PM-PARTNERS processes personal data in accordance with Article 5 GDPR, ensuring lawfulness, fairness, transparency, purpose limitation, data minimisation, accuracy, storage limitation, and integrity and confidentiality.

Records of Processing Activities

PM-PARTNERS maintains records of processing activities as required under Article 30 GDPR, including purposes, data categories, recipients, retention periods, and security measures.

Protection of Personal Data

Taking into account the nature, scope, context, and purposes of processing, PM-PARTNERS implements appropriate technical and organisational measures to ensure GDPR compliance and data security, including policies for preventing and managing personal data breaches.

Staff Training

PM-PARTNERS recognises that effective data protection depends on staff awareness and training. Accordingly, it promotes education and guidance based on Fair Information Practices (FIP) to ensure compliance and accountability.

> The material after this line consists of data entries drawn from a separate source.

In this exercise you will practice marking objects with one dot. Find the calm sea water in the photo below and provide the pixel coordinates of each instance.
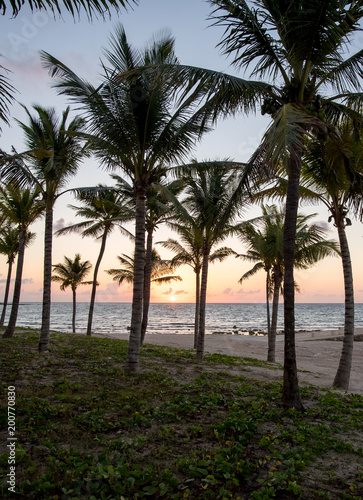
(179, 318)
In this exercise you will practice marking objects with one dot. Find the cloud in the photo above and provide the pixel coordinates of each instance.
(111, 289)
(27, 281)
(248, 292)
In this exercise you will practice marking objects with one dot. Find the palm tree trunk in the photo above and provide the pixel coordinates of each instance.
(197, 308)
(74, 311)
(9, 332)
(268, 303)
(271, 356)
(343, 374)
(202, 305)
(47, 280)
(290, 390)
(147, 283)
(7, 288)
(133, 353)
(94, 283)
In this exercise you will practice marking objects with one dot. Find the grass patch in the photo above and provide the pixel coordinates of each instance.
(178, 429)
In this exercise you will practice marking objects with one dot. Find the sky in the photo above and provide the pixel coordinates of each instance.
(79, 43)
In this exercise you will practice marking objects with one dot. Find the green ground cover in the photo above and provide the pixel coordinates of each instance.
(179, 429)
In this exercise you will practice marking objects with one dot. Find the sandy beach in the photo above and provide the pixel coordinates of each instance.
(318, 354)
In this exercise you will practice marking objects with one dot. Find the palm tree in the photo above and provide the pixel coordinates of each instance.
(72, 273)
(54, 154)
(9, 246)
(265, 247)
(20, 207)
(158, 210)
(133, 125)
(160, 270)
(104, 209)
(326, 179)
(190, 253)
(299, 48)
(74, 7)
(210, 207)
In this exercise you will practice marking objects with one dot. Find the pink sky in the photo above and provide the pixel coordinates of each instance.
(78, 44)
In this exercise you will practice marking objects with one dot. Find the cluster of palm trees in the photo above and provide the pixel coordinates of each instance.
(150, 110)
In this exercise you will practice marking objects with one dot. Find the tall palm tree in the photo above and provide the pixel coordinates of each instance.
(9, 246)
(104, 209)
(160, 270)
(71, 274)
(189, 252)
(299, 48)
(265, 247)
(133, 125)
(326, 179)
(158, 210)
(54, 153)
(21, 207)
(210, 207)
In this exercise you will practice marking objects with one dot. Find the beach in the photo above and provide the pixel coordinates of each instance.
(318, 354)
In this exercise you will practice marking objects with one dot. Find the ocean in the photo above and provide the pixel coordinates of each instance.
(179, 318)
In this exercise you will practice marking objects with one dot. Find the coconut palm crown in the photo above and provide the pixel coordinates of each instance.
(305, 80)
(134, 126)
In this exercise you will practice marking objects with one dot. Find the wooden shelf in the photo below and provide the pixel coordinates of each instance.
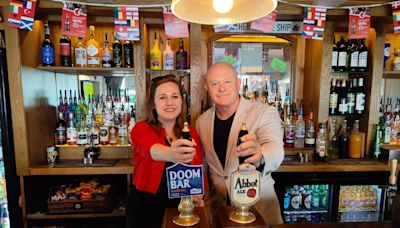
(73, 216)
(96, 71)
(123, 166)
(391, 74)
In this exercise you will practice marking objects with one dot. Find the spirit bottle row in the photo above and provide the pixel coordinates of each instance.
(104, 121)
(88, 54)
(350, 56)
(347, 96)
(168, 59)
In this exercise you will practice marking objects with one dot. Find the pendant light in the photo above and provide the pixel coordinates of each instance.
(214, 12)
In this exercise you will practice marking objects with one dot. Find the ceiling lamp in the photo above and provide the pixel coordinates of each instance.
(214, 12)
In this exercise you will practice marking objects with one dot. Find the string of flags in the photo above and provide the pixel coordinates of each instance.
(126, 19)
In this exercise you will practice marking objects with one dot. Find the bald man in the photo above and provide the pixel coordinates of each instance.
(219, 128)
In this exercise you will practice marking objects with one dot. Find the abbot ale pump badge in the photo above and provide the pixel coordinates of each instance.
(245, 187)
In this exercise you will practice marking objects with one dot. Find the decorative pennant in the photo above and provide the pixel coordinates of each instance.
(396, 16)
(21, 14)
(314, 23)
(74, 20)
(265, 24)
(359, 23)
(126, 23)
(174, 27)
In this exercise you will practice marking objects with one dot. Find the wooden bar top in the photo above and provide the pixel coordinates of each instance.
(125, 166)
(335, 165)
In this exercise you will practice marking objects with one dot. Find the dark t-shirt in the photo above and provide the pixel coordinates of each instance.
(221, 136)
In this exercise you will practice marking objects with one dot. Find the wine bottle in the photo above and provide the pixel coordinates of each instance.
(47, 48)
(243, 131)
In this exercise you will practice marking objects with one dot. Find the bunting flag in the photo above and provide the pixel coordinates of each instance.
(74, 20)
(314, 23)
(126, 23)
(396, 16)
(265, 24)
(174, 27)
(21, 14)
(359, 23)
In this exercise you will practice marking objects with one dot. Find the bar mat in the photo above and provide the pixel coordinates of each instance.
(354, 162)
(65, 163)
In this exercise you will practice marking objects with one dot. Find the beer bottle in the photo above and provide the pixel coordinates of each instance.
(185, 134)
(243, 131)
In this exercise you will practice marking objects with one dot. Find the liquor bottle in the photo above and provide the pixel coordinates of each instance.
(65, 51)
(128, 54)
(113, 131)
(82, 138)
(289, 131)
(245, 89)
(185, 134)
(310, 131)
(168, 57)
(343, 141)
(5, 219)
(243, 131)
(61, 130)
(71, 131)
(155, 55)
(342, 59)
(333, 141)
(299, 129)
(107, 54)
(181, 57)
(320, 147)
(354, 55)
(80, 53)
(363, 57)
(92, 151)
(351, 98)
(333, 99)
(360, 97)
(94, 133)
(47, 48)
(117, 53)
(93, 49)
(335, 54)
(377, 140)
(355, 148)
(343, 108)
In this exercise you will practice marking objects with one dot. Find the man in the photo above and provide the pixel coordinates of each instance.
(219, 128)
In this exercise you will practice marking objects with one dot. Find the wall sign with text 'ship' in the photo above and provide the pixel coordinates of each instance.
(185, 180)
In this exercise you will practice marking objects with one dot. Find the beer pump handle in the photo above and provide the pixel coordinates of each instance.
(392, 177)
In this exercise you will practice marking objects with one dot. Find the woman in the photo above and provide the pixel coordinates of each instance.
(156, 146)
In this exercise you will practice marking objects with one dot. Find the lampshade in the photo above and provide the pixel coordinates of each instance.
(238, 11)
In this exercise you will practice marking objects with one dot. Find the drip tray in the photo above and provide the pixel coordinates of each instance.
(65, 163)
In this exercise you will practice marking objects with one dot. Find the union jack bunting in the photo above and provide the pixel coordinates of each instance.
(314, 23)
(126, 23)
(396, 16)
(21, 14)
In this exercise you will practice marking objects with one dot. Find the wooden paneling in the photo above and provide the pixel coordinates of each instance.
(16, 98)
(324, 81)
(375, 84)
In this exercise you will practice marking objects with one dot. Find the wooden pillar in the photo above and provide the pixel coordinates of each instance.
(140, 74)
(195, 72)
(376, 80)
(324, 82)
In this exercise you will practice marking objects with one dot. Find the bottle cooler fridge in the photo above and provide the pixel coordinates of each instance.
(331, 196)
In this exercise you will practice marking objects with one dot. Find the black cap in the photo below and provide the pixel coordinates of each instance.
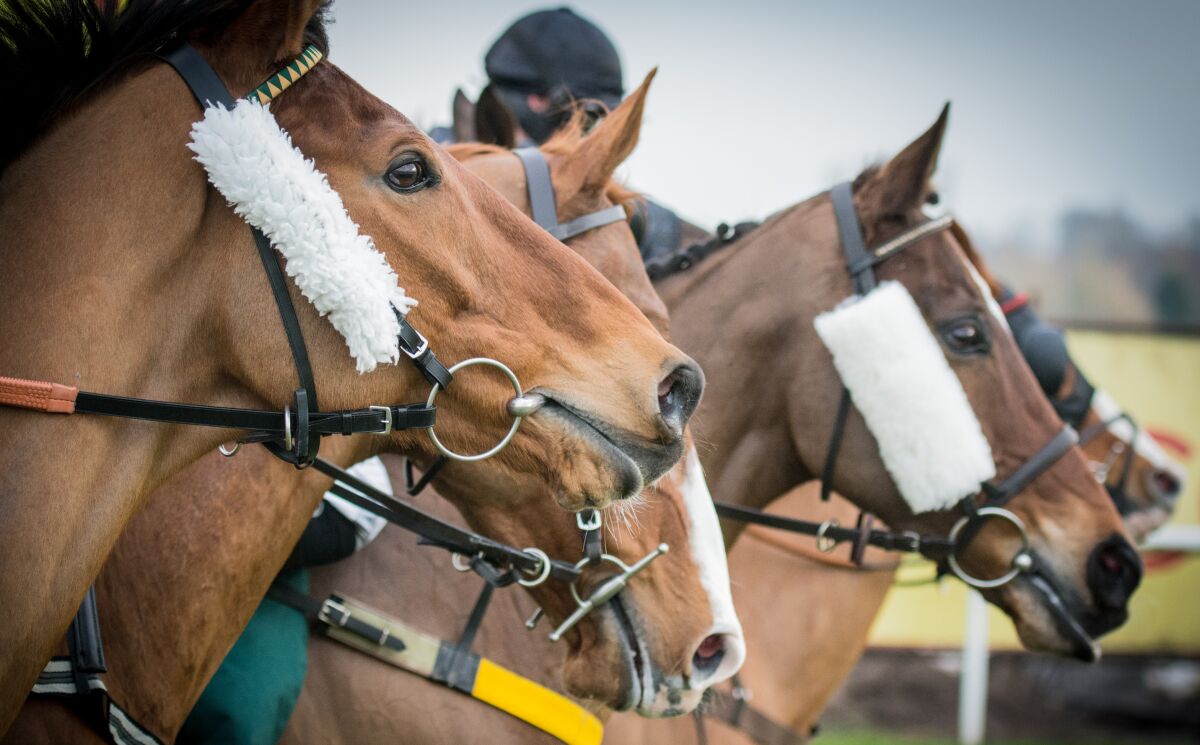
(556, 52)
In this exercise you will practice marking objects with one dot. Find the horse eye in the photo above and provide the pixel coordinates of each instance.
(966, 336)
(408, 176)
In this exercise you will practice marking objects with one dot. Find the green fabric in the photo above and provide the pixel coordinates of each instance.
(252, 694)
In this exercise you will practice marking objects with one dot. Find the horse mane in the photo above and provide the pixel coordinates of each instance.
(563, 142)
(54, 54)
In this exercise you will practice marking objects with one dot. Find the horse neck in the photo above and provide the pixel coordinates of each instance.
(107, 287)
(199, 557)
(745, 314)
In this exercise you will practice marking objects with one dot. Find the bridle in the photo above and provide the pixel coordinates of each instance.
(543, 203)
(861, 265)
(1045, 350)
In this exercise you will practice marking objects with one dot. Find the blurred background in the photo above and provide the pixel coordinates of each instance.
(1072, 151)
(1072, 158)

Processing of Personal Data via Social Media

PM-PARTNERS maintains a company profile on LinkedIn. Personal data processed via this platform (e.g. username, profile image) are subject to the privacy policies of the respective social media provider. PM-PARTNERS does not control or influence further processing carried out by such platforms and encourages users to review their privacy policies carefully.

Modification

This policy may be amended as necessary to reflect changes in processing activities or legal requirements. Where such changes are material, PM-PARTNERS will publish an updated version of the policy.